Breadth-first-search (BFS) is an algorithm for traversing or searching tree or graph data structures. It starts at the tree root (or some arbitrary node of a graph, sometimes referred to as a 'search key') and explores the neighbor nodes first, before moving to the next level neighbors. BFS was invented in the late 1950s by Edward Forrest Moore, who used it to find the shortest path out of a maze and discovered independently by C. Y. Lee as a wire routing algorithm in 1961.
The processes of BFS algorithm works under these assumptions:
Let's assume this graph represents connection between multiple cities, where each node denotes a city and an edge between two nodes denote there is a road linking them. We want to go from node 1 to node 10. So node 1 is our source, which is level 0. We mark node 1 as visited. We can go to node 2, node 3 and node 4 from here. So they'll be level (0+1) = level 1 nodes. Now we'll mark them as visited and work with them.
The colored nodes are visited. The nodes that we're currently working with will be marked with pink. We won't visit the same node twice. From node 2, node 3 and node 4, we can go to node 6, node 7 and node 8. Let's mark them as visited. The level of these nodes will be level (1+1) = level 2.
If you haven't noticed, the level of nodes simply denote the shortest path distance from the source. For example: we've found node 8 on level 2. So the distance from source to node 8 is 2.
We didn't yet reach our target node, that is node 10. So let's visit the next nodes. we can directly go to from node 6, node 7 and node 8.

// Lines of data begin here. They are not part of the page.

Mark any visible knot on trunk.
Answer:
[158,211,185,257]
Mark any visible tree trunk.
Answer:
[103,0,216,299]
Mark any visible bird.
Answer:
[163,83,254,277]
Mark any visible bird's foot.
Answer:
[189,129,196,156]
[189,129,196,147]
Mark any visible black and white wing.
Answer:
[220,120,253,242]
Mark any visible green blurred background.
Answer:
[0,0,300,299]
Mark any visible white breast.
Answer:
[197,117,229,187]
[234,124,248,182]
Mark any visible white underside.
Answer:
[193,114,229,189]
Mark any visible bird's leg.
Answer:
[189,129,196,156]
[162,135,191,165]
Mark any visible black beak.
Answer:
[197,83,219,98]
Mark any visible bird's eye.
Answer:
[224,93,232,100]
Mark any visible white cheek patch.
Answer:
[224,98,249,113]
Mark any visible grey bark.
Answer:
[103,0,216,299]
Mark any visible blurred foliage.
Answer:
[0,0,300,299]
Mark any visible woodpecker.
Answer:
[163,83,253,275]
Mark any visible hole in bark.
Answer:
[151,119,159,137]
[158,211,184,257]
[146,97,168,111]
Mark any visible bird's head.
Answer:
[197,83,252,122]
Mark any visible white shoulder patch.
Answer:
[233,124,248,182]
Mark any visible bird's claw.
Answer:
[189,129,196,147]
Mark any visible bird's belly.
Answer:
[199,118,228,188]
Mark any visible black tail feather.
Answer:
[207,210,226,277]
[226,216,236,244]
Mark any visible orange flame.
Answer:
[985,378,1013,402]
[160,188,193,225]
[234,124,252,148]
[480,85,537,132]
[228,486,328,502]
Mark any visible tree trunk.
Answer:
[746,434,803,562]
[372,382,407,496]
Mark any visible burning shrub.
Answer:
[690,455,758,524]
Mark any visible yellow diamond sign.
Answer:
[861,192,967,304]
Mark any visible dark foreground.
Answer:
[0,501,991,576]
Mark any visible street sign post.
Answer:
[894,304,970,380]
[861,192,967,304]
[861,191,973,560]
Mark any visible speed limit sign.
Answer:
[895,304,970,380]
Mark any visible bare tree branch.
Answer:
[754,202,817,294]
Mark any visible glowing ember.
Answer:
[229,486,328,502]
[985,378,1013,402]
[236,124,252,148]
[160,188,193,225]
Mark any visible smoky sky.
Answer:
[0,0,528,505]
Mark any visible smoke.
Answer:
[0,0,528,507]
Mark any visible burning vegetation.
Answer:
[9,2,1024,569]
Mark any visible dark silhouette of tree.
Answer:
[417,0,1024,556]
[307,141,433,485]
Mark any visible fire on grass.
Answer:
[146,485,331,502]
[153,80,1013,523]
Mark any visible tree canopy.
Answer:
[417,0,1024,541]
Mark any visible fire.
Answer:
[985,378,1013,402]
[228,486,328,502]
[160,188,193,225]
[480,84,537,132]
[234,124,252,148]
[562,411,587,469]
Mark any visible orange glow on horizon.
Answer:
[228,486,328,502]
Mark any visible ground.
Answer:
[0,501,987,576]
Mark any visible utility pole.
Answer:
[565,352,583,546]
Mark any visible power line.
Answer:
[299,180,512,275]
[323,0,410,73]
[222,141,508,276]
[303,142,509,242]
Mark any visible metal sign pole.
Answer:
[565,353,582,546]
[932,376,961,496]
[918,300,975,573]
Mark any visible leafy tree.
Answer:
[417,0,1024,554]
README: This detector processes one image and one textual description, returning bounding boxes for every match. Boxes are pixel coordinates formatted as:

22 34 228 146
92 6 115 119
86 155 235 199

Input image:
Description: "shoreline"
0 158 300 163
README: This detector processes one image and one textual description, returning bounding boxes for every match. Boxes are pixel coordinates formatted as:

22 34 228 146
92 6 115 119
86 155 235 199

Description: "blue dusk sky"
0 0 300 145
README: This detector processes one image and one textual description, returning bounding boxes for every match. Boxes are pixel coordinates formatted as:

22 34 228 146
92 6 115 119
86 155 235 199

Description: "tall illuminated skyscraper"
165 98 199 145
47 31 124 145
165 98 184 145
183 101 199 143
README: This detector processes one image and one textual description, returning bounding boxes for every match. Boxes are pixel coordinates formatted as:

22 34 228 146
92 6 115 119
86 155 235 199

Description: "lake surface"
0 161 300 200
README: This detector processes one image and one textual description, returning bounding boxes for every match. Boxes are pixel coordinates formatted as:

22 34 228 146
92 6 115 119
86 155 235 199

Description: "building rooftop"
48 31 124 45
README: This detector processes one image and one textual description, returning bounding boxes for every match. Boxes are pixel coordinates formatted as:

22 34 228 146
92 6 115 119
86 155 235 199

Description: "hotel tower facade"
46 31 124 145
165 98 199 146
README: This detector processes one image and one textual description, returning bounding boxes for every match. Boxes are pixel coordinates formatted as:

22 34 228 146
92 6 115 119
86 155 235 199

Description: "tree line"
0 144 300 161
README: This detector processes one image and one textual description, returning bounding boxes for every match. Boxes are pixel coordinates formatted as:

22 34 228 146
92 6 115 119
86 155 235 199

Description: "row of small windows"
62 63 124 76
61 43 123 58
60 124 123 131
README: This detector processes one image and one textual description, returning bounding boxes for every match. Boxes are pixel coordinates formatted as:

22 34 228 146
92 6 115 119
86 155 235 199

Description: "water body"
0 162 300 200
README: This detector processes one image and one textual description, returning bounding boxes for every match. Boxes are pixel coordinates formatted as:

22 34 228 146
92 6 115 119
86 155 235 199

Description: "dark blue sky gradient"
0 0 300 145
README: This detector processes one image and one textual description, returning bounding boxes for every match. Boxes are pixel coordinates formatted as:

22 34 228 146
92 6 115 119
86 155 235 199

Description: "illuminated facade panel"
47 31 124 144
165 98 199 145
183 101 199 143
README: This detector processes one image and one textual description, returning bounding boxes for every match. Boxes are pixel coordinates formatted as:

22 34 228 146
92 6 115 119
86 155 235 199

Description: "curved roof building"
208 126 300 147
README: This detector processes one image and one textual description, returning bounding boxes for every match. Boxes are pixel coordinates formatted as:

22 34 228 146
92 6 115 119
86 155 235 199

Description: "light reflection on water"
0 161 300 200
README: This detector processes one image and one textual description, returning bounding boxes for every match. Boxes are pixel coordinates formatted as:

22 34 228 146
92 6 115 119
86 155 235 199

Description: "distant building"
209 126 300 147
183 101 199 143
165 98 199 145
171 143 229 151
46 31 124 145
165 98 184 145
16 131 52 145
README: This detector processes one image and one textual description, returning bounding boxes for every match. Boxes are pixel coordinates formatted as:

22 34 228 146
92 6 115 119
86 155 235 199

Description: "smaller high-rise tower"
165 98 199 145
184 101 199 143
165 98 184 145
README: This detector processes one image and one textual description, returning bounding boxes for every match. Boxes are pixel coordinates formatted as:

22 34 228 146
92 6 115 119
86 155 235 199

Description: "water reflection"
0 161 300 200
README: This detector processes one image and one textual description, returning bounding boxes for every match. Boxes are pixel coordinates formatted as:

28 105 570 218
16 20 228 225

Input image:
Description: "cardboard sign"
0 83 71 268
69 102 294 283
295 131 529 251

We can see that, we found node 10 at level 3. So the shortest path from source to node 10 is 3. We searched the graph level by level and found the shortest path. Now let's erase the edges that we didn't use:
After removing the edges that we didn't use, we get a tree called BFS tree. This tree shows the shortest path from source to all other nodes.
So our task will be, to go from source to level 1 nodes. Then from level 1 to level 2 nodes and so on until we reach our destination. We can use queue to store the nodes that we are going to process. That is, for each node we're going to work with, we'll push all other nodes that can be directly traversed and not yet traversed in the queue.

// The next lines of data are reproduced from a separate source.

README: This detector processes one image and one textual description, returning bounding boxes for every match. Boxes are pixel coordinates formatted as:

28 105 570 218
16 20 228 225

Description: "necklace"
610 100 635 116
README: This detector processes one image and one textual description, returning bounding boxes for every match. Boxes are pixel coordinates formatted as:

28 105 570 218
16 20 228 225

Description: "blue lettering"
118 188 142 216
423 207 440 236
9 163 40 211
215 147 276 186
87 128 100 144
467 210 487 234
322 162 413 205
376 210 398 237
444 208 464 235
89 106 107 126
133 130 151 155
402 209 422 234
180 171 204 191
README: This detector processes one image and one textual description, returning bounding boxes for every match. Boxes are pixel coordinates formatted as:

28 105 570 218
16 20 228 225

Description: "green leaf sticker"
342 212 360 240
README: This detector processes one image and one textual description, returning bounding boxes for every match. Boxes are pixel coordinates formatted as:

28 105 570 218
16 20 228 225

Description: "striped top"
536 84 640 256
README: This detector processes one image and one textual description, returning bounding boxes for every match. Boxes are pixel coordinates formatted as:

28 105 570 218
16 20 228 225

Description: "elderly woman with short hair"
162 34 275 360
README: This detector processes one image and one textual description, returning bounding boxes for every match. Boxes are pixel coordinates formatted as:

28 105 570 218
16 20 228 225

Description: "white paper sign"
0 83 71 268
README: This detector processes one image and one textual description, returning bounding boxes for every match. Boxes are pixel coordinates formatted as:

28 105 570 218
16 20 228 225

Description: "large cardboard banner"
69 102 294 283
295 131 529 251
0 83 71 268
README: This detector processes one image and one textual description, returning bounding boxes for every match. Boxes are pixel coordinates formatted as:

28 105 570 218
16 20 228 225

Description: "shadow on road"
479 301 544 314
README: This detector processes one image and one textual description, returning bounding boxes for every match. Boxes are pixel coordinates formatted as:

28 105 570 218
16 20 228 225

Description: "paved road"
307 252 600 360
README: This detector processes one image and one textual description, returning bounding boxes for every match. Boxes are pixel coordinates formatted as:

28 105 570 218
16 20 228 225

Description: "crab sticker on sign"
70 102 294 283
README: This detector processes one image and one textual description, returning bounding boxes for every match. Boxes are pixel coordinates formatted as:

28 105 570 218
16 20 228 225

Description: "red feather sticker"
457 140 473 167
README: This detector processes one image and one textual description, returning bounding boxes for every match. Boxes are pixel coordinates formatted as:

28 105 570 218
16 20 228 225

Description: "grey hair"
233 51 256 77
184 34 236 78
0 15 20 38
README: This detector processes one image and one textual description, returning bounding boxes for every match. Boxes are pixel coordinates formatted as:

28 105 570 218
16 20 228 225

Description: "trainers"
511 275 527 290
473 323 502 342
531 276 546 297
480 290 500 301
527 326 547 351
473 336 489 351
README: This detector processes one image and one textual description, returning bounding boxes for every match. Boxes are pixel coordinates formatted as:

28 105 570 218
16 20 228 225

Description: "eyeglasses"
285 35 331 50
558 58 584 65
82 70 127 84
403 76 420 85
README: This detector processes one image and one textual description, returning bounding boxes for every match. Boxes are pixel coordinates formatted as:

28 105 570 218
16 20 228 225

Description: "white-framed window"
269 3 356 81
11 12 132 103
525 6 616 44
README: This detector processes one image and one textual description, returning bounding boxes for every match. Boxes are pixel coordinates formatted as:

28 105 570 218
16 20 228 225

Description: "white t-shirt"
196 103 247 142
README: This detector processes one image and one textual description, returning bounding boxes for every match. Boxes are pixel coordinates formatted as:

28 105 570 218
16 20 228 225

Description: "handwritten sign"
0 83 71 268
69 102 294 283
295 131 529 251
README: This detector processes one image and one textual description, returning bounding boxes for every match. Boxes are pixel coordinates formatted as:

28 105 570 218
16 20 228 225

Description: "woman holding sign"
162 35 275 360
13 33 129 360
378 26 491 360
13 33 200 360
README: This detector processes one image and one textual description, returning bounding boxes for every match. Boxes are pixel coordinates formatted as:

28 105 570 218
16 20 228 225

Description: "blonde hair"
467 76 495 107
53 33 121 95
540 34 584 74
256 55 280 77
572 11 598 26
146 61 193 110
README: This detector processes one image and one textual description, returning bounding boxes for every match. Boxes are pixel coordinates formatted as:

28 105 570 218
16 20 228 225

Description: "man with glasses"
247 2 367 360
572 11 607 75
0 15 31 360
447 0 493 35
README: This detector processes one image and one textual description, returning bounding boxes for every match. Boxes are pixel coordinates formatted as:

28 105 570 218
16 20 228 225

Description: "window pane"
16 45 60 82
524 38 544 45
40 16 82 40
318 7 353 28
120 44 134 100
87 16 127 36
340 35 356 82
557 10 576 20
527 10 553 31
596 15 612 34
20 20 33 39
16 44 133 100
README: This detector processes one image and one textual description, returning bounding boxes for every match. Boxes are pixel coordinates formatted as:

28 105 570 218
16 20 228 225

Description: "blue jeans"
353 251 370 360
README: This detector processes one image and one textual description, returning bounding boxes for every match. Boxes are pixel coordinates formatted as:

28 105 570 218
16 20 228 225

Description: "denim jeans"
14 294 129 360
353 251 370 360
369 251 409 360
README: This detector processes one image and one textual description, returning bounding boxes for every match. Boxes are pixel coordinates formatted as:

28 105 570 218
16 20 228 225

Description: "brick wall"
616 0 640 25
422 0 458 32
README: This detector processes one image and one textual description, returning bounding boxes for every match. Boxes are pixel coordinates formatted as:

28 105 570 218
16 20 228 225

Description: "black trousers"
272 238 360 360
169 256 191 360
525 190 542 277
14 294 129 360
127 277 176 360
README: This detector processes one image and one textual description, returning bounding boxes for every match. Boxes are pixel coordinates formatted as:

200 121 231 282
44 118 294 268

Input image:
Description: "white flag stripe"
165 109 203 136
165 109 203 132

The simulation of our example:
First we push the source in the queue. Our queue will look like:
front
+-----+
| 1 |
+-----+
The level of node 1 will be 0. level[1] = 0. Now we start our BFS. At first, we pop a node from our queue. We get node 1. We can go to node 4, node 3 and node 2 from this one. We've reached these nodes from node 1. So level[4] = level[3] = level[2] = level[1] + 1 = 1. Now we mark them as visited and push them in the queue.
front
+-----+ +-----+ +-----+
| 2 | | 3 | | 4 |
+-----+ +-----+ +-----+
Now we pop node 4 and work with it. We can go to node 7 from node 4. level[7] = level[4] + 1 = 2. We mark node 7 as visited and push it in the queue.
front
+-----+ +-----+ +-----+
| 7 | | 2 | | 3 |
+-----+ +-----+ +-----+
From node 3, we can go to node 7 and node 8. Since we've already marked node 7 as visited, we mark node 8 as visited, we change level[8] = level[3] + 1 = 2. We push node 8 in the queue.
front
+-----+ +-----+ +-----+
| 6 | | 7 | | 2 |
+-----+ +-----+ +-----+
This process will continue till we reach our destination or the queue becomes empty. The level array will provide us with the distance of the shortest path from source. We can initialize level array with infinity value, which will mark that the nodes are not yet visited. Our pseudo-code will be:
Procedure BFS(Graph, source):
Q = queue();
level[] = infinity
level[source] := 0
Q.push(source)
while Q is not empty
u -> Q.pop()
for all edges from u to v in Adjacency list
if level[v] == infinity
level[v] := level[u] + 1
Q.push(v)
end if
end for
end while
Return level
By iterating through the level array, we can find out the distance of each node from source. For example: the distance of node 10 from source will be stored in level[10].
Sometimes we might need to print not only the shortest distance, but also the path via which we can go to our destined node from the source. For this we need to keep a parent array. parent[source] will be NULL. For each update in level array, we'll simply add parent[v] := u
in our pseudo code inside the for loop. After finishing BFS, to find the path, we'll traverse back the parent array until we reach source which will be denoted by NULL value. The pseudo-code will be:
Procedure PrintPath(u): //recursive | Procedure PrintPath(u): //iterative
if parent[u] is not equal to null | S = Stack()
PrintPath(parent[u]) | while parent[u] is not equal to null
end if | S.push(u)
print -> u | u := parent[u]
| end while
| while S is not empty
| print -> S.pop
| end while
Complexity:
We've visited every node once and every edges once. So the complexity will be O(V + E) where V is the number of nodes and E is the number of edges.